A shorter term results in less interest on the principal amount borrowed, but with the monthly payments being higher many often choose a longer term so that it is more manageable as a monthly expense. Making the right choice for your own situation is often about finding a suitable balance with what you will be able to afford.
If you were to take a $10,000 unsecured personal loan with a 12% interest rate your payments would work out to approximately $471 each month over a 24 month term. If you chose the same amount loan and interest for a 36 month term, your payments would be about $332 per month. That’s a difference of $139 each month. This is not what you would save, but the difference in cost for choosing a shorter term.
To break things down further using the same principal amount and interest rate, a loan over 24 months would have a total interest of $1,298. And a personal loan over 36 months would have a total interest of $1,957. So the difference in interest would be $659 that you save.

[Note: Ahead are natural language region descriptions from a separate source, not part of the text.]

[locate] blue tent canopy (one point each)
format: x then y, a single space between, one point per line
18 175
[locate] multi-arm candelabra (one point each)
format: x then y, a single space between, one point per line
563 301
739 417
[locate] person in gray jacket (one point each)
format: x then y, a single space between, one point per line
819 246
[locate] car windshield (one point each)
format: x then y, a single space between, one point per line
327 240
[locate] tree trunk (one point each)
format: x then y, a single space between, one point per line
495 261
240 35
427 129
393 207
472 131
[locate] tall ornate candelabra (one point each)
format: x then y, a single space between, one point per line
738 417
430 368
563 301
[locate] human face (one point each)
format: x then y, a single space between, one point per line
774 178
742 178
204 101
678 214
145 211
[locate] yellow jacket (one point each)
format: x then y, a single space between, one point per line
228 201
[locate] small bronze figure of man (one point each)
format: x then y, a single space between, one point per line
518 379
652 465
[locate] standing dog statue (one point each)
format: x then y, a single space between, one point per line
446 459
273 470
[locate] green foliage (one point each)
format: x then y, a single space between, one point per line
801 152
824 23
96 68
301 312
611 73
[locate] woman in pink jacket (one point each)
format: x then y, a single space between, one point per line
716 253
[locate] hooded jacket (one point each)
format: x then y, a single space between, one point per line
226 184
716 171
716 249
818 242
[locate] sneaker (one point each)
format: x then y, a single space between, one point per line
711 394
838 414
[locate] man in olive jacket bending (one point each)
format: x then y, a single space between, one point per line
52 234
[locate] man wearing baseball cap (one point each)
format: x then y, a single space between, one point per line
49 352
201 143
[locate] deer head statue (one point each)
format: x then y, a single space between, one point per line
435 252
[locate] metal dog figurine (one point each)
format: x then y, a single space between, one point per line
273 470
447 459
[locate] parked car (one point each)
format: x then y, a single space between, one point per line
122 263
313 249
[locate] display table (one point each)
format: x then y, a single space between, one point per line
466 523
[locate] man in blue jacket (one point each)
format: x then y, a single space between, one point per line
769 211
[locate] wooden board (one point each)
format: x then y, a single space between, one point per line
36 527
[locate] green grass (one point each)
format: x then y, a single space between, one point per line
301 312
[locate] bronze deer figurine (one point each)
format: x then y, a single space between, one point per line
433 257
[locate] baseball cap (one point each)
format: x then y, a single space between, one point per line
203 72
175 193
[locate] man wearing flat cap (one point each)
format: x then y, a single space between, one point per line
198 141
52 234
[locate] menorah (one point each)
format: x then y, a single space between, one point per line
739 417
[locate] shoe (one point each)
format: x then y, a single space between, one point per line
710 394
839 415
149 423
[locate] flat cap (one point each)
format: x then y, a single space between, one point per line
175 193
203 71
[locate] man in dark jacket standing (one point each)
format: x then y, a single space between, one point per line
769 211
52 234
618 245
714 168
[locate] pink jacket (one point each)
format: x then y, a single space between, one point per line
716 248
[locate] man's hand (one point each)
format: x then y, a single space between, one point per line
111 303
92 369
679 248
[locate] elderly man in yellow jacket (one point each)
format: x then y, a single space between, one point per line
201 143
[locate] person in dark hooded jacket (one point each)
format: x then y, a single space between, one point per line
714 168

Let’s look at the same principal amount ($10,000) and interest rate (12%) over a 5 year term, or 60 months. Your monthly payment would be $222, and over 60 months you would pay $3,346 in interest.
This is the cost of borrowing, and the longer the term the more you pay in interest. But once again, when you are borrowing, one of the main things to consider is how the payments will fit in with your plans and budget. One of the bigger mistakes some make when borrowing is they choose a shorter term so they pay less interest overall, but when it doesn’t fit with your monthly budget you could be one payment away from disaster.
While the amount and term of a personal loan are something you choose, you also have to qualify to get approved, and your credit score is a big part of the process. Other considerations can include whether you’re employed, how much you take home each month, your debt to income ratio and other factors. If you’re not familiar with most of these considerations that lenders will use to determine your creditworthiness it is advised you read up and educate yourself through the articles here at Goodcheddar to learn more.
With almost 50% of Canadians living paycheque to paycheque and about a third have less than a month of savings for emergencies, it can take just one unexpected expense to affect your ability to make your loan payments. The last thing you want to deal with is damage to your credit score as it has a lot to do with the rate you can qualify for when applying for a personal loan in the future.
Now that you understand the basics about personal loan terms, some mistakes to avoid, and how the difference between a short and a long term will affect the amount of interest paid and your monthly payments, it should be easier for you to make a decision that is going to fit your own personal finance situation. Choosing a personal loan term isn’t difficult and really depends on what is going to fit with your own budget in terms of being affordable for monthly payments.
Whether you choose a bank, credit union or online lenders will often be determined by your own research when comparing personal loans to find the one right for you.